Hi guys. I used to post here a few years ago but left for a while and I guess my old username got purged. In any case, I chose a new username.
I have bipolar disorder. Had a pretty textbook manic break in my mid-20's and I've been on the up and down escalators ever since. I was diagnosed bipolar in 2007 and came out as trans in 2010. I started hormones on April 4th, 2011 and initially, my moods were calmer than they have ever been. My doctors were watching for mood swings but the more I transitioned, the more even I felt.
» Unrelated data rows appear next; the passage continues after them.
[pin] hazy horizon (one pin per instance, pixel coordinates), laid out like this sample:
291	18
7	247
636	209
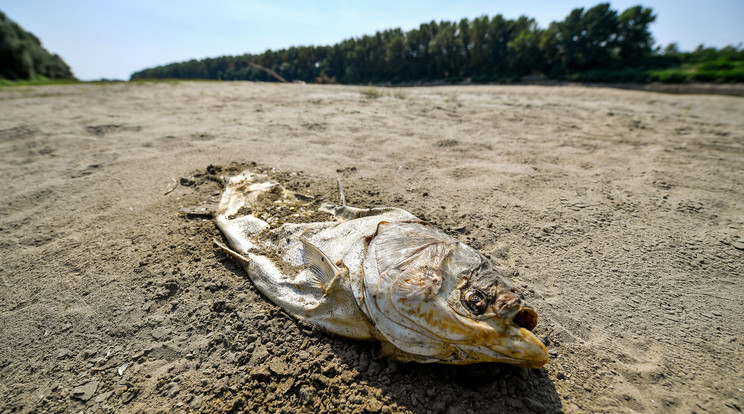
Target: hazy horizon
112	40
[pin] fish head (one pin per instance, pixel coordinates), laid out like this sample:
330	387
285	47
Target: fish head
500	321
436	299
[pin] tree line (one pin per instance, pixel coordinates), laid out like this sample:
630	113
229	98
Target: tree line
481	49
23	57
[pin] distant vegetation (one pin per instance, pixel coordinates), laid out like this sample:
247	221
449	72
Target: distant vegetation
23	58
594	45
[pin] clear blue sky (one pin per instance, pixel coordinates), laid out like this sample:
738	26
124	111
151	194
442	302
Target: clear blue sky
114	38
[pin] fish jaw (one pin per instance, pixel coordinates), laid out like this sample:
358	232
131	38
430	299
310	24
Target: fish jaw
510	344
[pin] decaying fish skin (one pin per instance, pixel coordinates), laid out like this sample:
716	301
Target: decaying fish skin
376	274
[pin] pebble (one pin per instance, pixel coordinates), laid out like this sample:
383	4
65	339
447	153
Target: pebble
85	392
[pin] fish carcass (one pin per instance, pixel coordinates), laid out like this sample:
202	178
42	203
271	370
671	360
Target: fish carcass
376	274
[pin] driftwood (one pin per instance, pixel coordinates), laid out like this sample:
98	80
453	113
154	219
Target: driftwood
267	70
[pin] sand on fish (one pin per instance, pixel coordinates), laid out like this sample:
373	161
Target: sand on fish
617	212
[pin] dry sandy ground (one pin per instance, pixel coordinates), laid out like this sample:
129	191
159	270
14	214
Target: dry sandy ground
619	212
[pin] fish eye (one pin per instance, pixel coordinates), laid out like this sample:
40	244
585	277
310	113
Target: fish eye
475	301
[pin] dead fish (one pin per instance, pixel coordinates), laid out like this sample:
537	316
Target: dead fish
376	274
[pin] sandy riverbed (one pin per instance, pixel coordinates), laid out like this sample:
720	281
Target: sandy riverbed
619	213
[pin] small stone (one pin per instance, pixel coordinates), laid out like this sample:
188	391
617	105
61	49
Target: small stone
85	392
278	366
104	396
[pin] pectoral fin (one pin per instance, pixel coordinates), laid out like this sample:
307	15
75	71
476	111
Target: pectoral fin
324	272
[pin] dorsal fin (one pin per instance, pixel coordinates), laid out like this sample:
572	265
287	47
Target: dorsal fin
323	270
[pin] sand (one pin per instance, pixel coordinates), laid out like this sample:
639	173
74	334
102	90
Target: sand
618	213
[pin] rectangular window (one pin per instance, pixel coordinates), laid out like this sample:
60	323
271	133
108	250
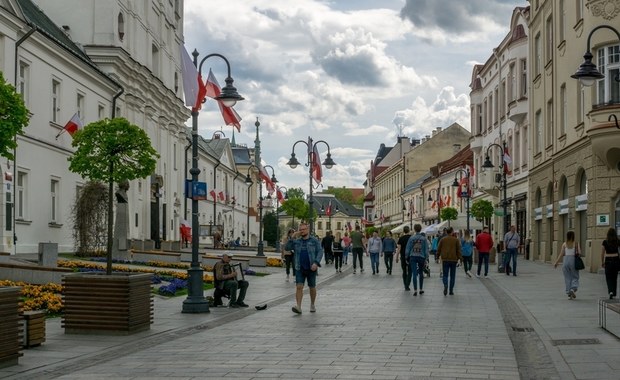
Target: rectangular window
80	105
538	136
538	55
21	195
549	127
55	100
22	82
524	84
549	35
563	110
54	201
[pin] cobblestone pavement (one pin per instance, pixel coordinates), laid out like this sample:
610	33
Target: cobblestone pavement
365	327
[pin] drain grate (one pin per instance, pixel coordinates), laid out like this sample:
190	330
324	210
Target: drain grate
522	329
574	342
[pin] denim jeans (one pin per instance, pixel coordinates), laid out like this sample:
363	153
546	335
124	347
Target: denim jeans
483	256
511	254
449	267
417	271
374	261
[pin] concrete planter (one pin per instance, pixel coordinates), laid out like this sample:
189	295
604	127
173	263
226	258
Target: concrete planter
118	304
9	325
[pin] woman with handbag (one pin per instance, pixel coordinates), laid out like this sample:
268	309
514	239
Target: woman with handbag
570	252
611	261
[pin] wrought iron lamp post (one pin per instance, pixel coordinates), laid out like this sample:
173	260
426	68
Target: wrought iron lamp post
293	163
195	301
489	165
463	189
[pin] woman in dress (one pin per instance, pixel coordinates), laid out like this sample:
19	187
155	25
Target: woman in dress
569	250
611	261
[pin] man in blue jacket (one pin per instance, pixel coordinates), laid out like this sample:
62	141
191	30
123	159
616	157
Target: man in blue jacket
308	256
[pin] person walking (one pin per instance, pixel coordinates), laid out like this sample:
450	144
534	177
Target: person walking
308	256
358	246
569	250
287	253
375	249
345	244
389	246
611	261
328	247
417	254
512	241
483	245
402	256
467	250
449	250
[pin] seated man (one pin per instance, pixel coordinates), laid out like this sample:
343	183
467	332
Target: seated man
225	278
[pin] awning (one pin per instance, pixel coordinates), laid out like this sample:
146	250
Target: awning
399	229
461	223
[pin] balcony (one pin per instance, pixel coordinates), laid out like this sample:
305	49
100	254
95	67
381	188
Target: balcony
604	135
Until last September, when my endo cut my testosterone dose in half. All of the sudden I had a super crazy manic episode while being a full time music student at university (oh god I wrote some weird, weird music) and then got really depressed and my psychiatrist put me in the hospital. I was there 3 weeks, and afterwards I was still completely non-functional and everyone was advising me to drop out of school, so I did.
Somewhere around January I shook the depression, and I've been slowly rebuilding since then. I took a course during the spring session at my university and did extremely well so my brain still works. I'm all registered to return to school full time in September. I'm taking a full courseload, and have changed my Music major to a double major, Music/Theatre and Film. My only hope is that most of my classes are practical and not notetaking/lecture because I feel like I'd be able to handle a heavier load of courses if they're learning to play the drums and learning how to write a script through improvising.
The thing is, now I'm redoing my 3rd year of university and I'm about to turn 30. Thank the magic aging gods that most people think I'm in my early 20's.
I don't know what the point of this post is, I just wanted to say hi and rant about how hormones and mood disorders affect each other. I was pretty moody during first puberty too, but I think that's because I was turning into a girl against my will.